The Vatican heeded the call, waiving the traditional five-year waiting period before initiating the process of beatification, the first time the procedure has been sped up since the Church began the process for Mother Teresa of Calcutta upon her death in 1997.
Rome has dedicated three days to the proceedings, beginning with a vigil on April 30 at the Circus Maximus, an ancient amphitheater, followed by a ceremony the next day in St. Peter’s Square and a concert. The faithful will be able to view the late pope’s remains on May 1 inside St. Peter’s Basilica.
“Pope Wojtyla was a friend not just of the faithful but of all of Rome,” Mayor Gianni Alemanno said in a video message on the City Hall website. “We remember him in our neighborhoods and our churches, unforgettable memories that we want to celebrate together.”

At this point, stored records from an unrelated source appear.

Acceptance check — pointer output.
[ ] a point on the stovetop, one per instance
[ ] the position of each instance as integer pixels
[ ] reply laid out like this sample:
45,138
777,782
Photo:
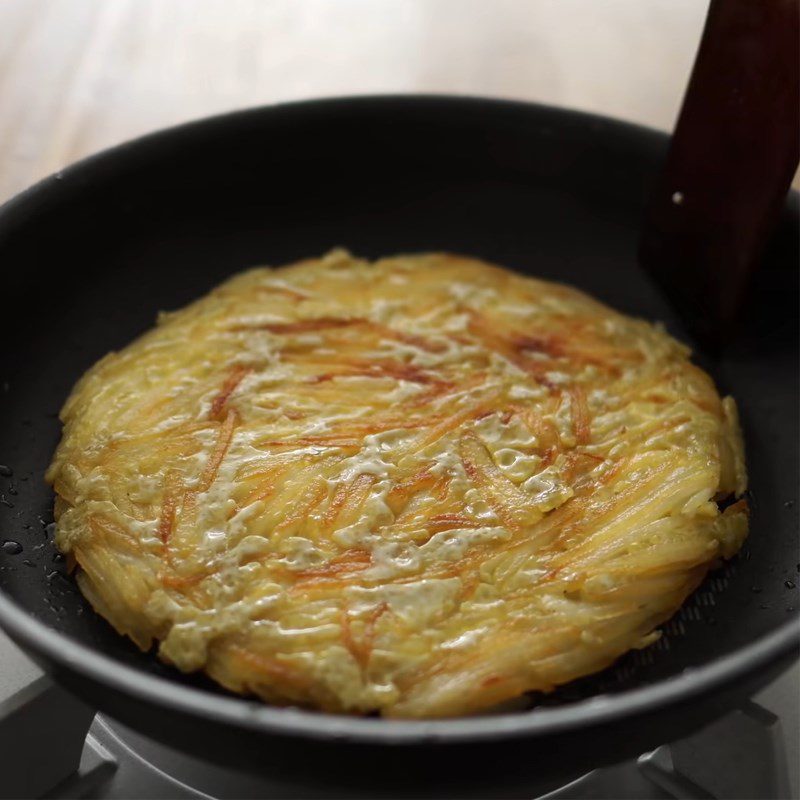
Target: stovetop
46,752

City authorities say they expect over 5,000 buses carrying about 260,000 visitors, many of whom will be from Poland. Around 30,000 Poles have signed up for church-organized trips to the Italian capital, with more than 400 coaches and three trains chartered, according to Father Piotr Studnicki, a priest involved in organizing the trips.
“I remember the crowds for the funeral,” said Marco Daidda, who works at the Canova Café’ in Rome’s Piazza del Popolo. “It was madness for days all over the city and we’re expecting more of the same” this weekend, he said. Rome will be “packed, and we’ll be working like mad.”
To deal with the crowds, the city will provide additional bus and metro service and set up 200 information and assistance points, 400 portable toilets, a temporary hospital and 14 mobile health posts staffed with doctors and nurses. Some 3,500 volunteers and 300 civil protection officers will be on hand to help manage crowds.